Large corporations have plotted different strategies in Asia, which is the region with the densest and highest demand for food. For example, China has only 8% of the world’s arable land and only 6% of its water, but must feed 20% of the world’s population. Monsanto partners with China National Seed Group Co., Ltd. to provide genetically modified corn and vegetable seeds to help boost yields.
Through the Grow Asia Initiative, Monsanto worked together with the Vietnamese government to help farmers transition their rice paddy fields to corn and soybean fields, while preserving the rice-growing ecosystem that is still important to Vietnam.
Traditionally, agriculture required little knowledge and a lot of hard work. Today, agriculture is more related to big data. A very large volume of data is generated from farmland, including weather, water, soil, fertilizer, pests, breeding, indoor lighting, disease, and GPS. Collecting data and turning it into insight is challenging yet rewarding for better decision making. With the rapid development of sense and control technology, big data has played a pivotal role in modern agriculture. Startups and big corporations have the same interest in this field.

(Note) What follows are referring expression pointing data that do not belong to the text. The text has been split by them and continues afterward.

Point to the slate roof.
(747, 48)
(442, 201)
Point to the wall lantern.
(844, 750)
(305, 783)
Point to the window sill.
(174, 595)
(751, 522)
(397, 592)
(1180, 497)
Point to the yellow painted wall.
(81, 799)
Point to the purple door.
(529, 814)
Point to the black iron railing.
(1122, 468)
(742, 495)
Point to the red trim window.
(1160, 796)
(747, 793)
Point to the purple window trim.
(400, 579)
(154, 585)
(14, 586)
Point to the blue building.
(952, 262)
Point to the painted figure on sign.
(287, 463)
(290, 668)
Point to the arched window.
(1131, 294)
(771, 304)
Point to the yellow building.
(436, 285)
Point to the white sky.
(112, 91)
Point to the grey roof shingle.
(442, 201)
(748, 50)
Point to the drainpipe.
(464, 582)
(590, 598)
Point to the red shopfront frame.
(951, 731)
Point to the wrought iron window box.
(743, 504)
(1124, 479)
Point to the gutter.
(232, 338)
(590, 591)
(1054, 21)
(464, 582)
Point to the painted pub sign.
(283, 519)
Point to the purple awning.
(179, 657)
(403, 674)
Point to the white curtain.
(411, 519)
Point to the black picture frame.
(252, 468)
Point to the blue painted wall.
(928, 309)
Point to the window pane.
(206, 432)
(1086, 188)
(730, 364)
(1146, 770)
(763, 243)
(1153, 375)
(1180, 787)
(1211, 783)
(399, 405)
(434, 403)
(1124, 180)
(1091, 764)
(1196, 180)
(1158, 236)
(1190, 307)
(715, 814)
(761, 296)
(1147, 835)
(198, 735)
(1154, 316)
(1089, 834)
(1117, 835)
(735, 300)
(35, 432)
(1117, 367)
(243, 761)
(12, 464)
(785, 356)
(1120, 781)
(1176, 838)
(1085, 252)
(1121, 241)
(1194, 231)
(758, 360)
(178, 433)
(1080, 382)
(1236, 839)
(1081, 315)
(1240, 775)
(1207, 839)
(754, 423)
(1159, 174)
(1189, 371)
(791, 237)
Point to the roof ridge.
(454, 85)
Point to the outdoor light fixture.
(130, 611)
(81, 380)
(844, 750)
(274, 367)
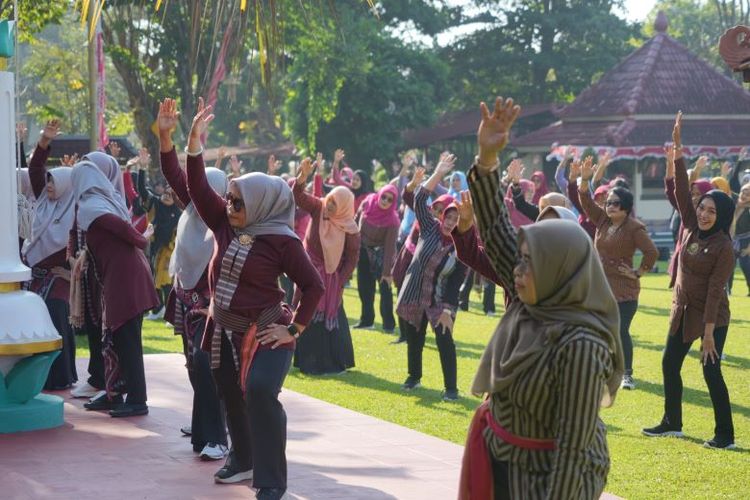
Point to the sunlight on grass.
(641, 467)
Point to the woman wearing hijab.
(553, 359)
(333, 245)
(430, 290)
(45, 252)
(188, 302)
(378, 226)
(700, 307)
(618, 236)
(251, 334)
(114, 250)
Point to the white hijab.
(111, 169)
(95, 194)
(194, 243)
(53, 219)
(269, 204)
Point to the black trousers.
(208, 423)
(627, 312)
(366, 287)
(256, 419)
(415, 338)
(93, 333)
(63, 371)
(671, 365)
(129, 349)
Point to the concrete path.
(333, 453)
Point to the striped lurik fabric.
(557, 398)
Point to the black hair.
(626, 198)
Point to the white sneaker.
(157, 315)
(213, 451)
(84, 390)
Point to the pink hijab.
(334, 228)
(376, 216)
(543, 189)
(516, 217)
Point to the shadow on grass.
(429, 398)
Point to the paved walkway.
(333, 453)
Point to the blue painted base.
(42, 412)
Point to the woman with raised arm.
(618, 236)
(700, 307)
(187, 305)
(251, 333)
(45, 252)
(430, 290)
(378, 226)
(553, 359)
(333, 245)
(114, 250)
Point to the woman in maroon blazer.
(114, 248)
(250, 332)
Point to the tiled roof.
(659, 78)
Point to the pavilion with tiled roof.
(630, 112)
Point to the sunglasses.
(236, 203)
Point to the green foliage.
(538, 51)
(34, 15)
(352, 84)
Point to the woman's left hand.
(708, 350)
(276, 334)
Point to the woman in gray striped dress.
(554, 358)
(429, 293)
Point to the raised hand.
(669, 152)
(465, 212)
(515, 171)
(416, 179)
(446, 163)
(338, 156)
(587, 168)
(49, 132)
(575, 171)
(235, 165)
(203, 117)
(494, 130)
(304, 170)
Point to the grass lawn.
(641, 467)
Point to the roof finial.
(662, 23)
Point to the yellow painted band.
(30, 348)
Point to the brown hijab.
(572, 291)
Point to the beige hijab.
(335, 227)
(572, 291)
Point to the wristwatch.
(293, 331)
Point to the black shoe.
(718, 443)
(270, 493)
(129, 410)
(663, 430)
(450, 395)
(411, 383)
(102, 403)
(229, 475)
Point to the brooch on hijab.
(245, 239)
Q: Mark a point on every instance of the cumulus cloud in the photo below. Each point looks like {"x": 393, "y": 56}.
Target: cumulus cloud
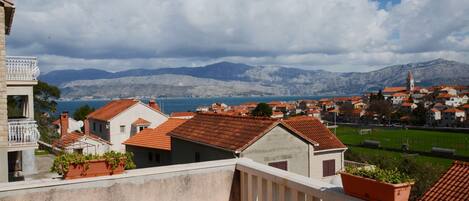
{"x": 336, "y": 35}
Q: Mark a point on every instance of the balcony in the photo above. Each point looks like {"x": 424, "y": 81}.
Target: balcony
{"x": 22, "y": 134}
{"x": 223, "y": 180}
{"x": 21, "y": 68}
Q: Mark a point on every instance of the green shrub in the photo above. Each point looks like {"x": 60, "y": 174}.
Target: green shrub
{"x": 392, "y": 176}
{"x": 63, "y": 161}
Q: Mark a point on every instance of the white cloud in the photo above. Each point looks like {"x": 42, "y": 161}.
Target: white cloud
{"x": 337, "y": 35}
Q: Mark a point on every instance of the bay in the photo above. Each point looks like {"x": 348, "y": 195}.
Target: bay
{"x": 169, "y": 105}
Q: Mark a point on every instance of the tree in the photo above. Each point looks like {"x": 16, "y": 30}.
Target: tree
{"x": 419, "y": 114}
{"x": 82, "y": 112}
{"x": 44, "y": 97}
{"x": 262, "y": 110}
{"x": 382, "y": 108}
{"x": 44, "y": 104}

In China, a Guangzhou based startup, AIRAG, offered smart monitoring and management systems to Chinese farmers. One farmer in Yunfu, Guangdong used the AIRAG system to raise production from 65 metric tons per year to 80 metric tons per year.
The Indian startup, SatSure, uses sensing and data analytical technology to develop crop insurance products and provide accurate risk assessments of crop yield. SatSure hopes their products will help increase investment in agricultural businesses in India in the age of climate change.
The young farming generation embraces emerging technology and focuses on sustainability. Some of them received higher education. Mr. Jianxing Lin is an engineer-turned-farmer in Guangdong, China. He invested in a field monitoring system for his land in 2016. His vegetable is unique for the narrow growing temperature and requires timely irrigation. The system helped him to predict and precisely control the timing of irrigation by detecting the temperature of the plant’s roots. Mr. Lin uses his communication engineering background to invent a mist irrigation system to make a constant growing microclimate for his plants.
Big corporations are part of this digital business wave. Monsanto has spent more than $1 billion in recent years on expanding its digital platform. It acquired Climate Corp (for climate data), partnered with Vermis Technologies (for soil mapping), and invested in Resson (for image analytics). DuPont Evalio® Digital Services offers free tools for farmers to identify weeds and monitor pests. A farmer can order DuPont herbicide after identifying a weed using the Evalio APP on his or her cellphone.
The efficiency of food production in developed countries is much higher than in developing countries. A cow in the United States produces 8.4 tons of milk every year, while a cow in China produces only 3.7 tons per year, and, in India, 1 ton per year. This is largely due to a lack of knowledge and technology. For two countries with large populations, China and India are ready to integrate technology into agriculture.
FAO is cautiously optimistic about our potential to feed ourselves in 2050. With increasing investment and research into agriculture, I look forward to the two countries overcoming the challenge and feeding the population sustainably.